Sherlock: Will There Be A Season 5? Here's What We Know
(Welcome to Will There Be Another Season?, a series where we answer that question and explore what comes next.)
It's been four and a half years since "Sherlock," the series that helped catapult Benedict Cumberbatch into being a household name back in 2010, aired its most recent episode. "The Final Problem" aired in January of 2017, and even before it arrived, fans were wondering if we would ever see another season (or "series," as the Brits call it) of the stylish mystery show. Here's what co-creators Mark Gatiss and Steven Moffat have said about the possibility of getting the gang back together.
Rather Depends on Our Two Stars
The biggest obstacle to "Sherlock" getting a fifth season is, ironically, the popularity of the men whom the show helped turn into worldwide stars. Benedict Cumberbatch and Martin Freeman are incredibly in-demand performers, and dipping in and out of gigantic film franchises naturally takes up a considerable amount of their time. It took seven years for the showrunners to be able to orchestrate four seasons of three 90-minute episodes, so it's always been a struggle to get all of the schedules to align, and that's only become more pronounced as the two actors have grown in popularity.
But the showrunners are open to coming back. In a now-deleted Facebook post from 2017, Moffat wrote:
"Re: Sherlock's future – for those of you asking, it's definitely the end. Of Chapter One. Dr Watson is now Doyle's brave widower and Sherlock Holmes has become the wise and humane version of the main run of the stories (we've focused, so far, on the cold Holmes of the early days.) Whether we ever get to Chapter Two – our boys consciously living the myth and battling wrong-doers – rather depends on our two stars. I'd be slightly surprised if we never made it again. But I've been surprised before."
What Would Sherlock Season 5 Be Like?
In the closing moments of "Sherlock" season 4, Gatiss and Moffat played with the idea of flashing text that read "The Beginning" on the screen, but ultimately thought it was too cheesy and refrained from doing so. The reason that idea came to mind echoes what Moffat said in that previous comment: a new season would be the "beginning" of a set of adventures with the more familiar, traditional versions of these characters instead of the younger, up-and-coming versions. In an interview with RadioTimes, Gatiss talked about how the first four seasons were "really a backstory" for Holmes and Watson, serving as a possible springboard into different stories.

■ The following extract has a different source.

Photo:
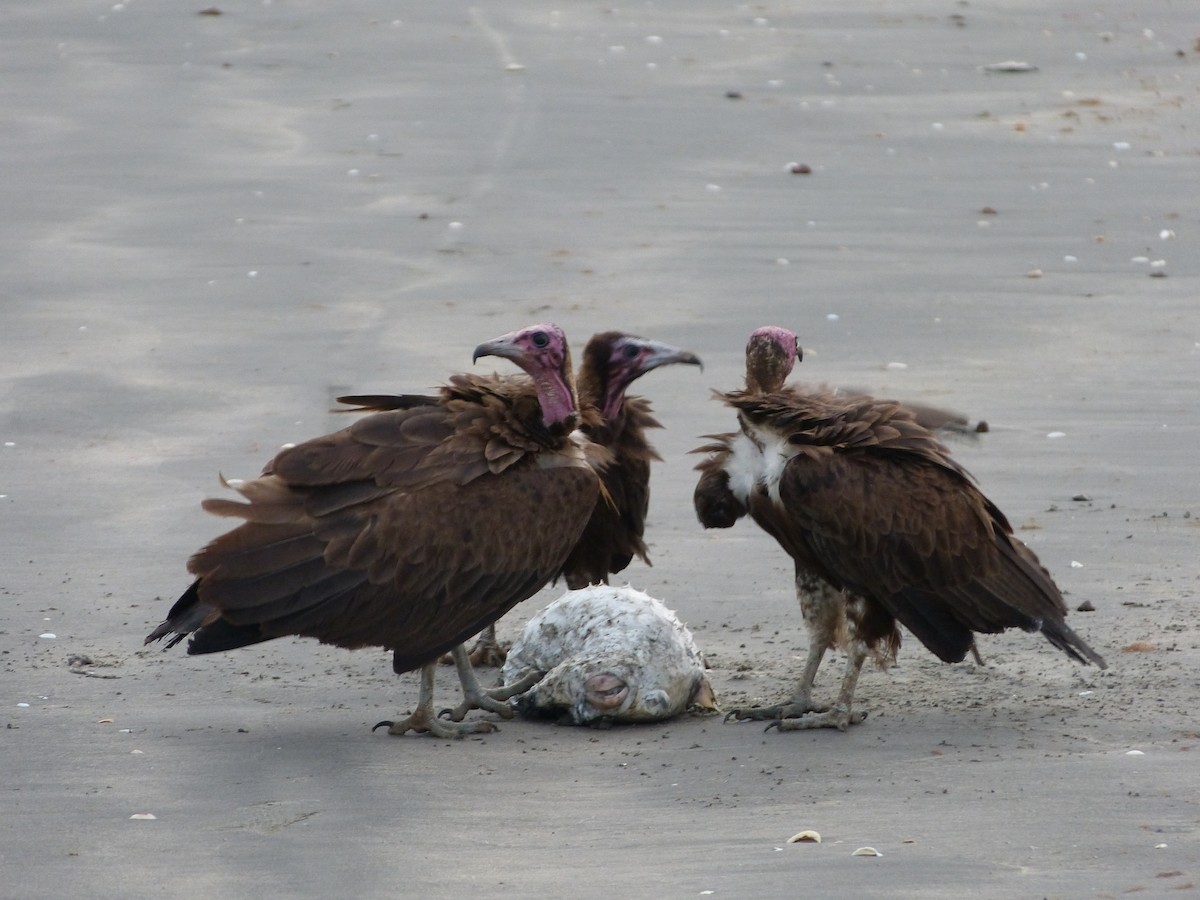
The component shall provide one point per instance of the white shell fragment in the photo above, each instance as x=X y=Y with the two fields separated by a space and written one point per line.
x=805 y=838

"The reason we [ended with] Rathbone Place is that, actually, if we do come back – and we would love to come back – we could absolutely very easily start with a knock at the door and Sherlock saying to John, 'Do you want to come out and play?'. They have become the two heroes that we always knew them to be."
In that same interview, Moffat explained that the character of Sherlock has finally learned that his humanity, which he previously tried to suppress because he viewed it as a weakness or a liability, is actually one of his biggest strengths. That gives him an edge over his two siblings, Eurus (Sian Brooke) and Mycroft (played by Gatiss).

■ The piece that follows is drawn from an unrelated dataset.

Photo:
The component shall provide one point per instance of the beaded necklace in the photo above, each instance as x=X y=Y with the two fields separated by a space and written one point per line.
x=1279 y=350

"He isn't as smart as Eurus, he isn't as smart as Mycroft, but he is always going to win against them because he is better and stronger. That is him becoming the Sherlock Holmes of Basil Rathbone and [fellow Holmes actor] Jeremy Brett, the one we're used to, the wise old man...who is still terrifying and still cold but has a heart that you never doubt."
Moffat pointed out that season 4's ending could work as a natural conclusion to the overall show if necessary, whereas previous seasons ended with "whopping great cliffhangers" that were begging to be resolved. Still, last we heard, he and Gatiss were "not planning" for season 4 to be the final installment of the show, so maybe one day, if Cumberbatch and Freeman's schedules happen to have a hole in them at the same time as Gatiss and Moffat's, we could see Sherlock and Watson ride again. Yes, "Sherlock" fans, the game is afoot – only this time, "the game" is coordinating the schedules for global superstars.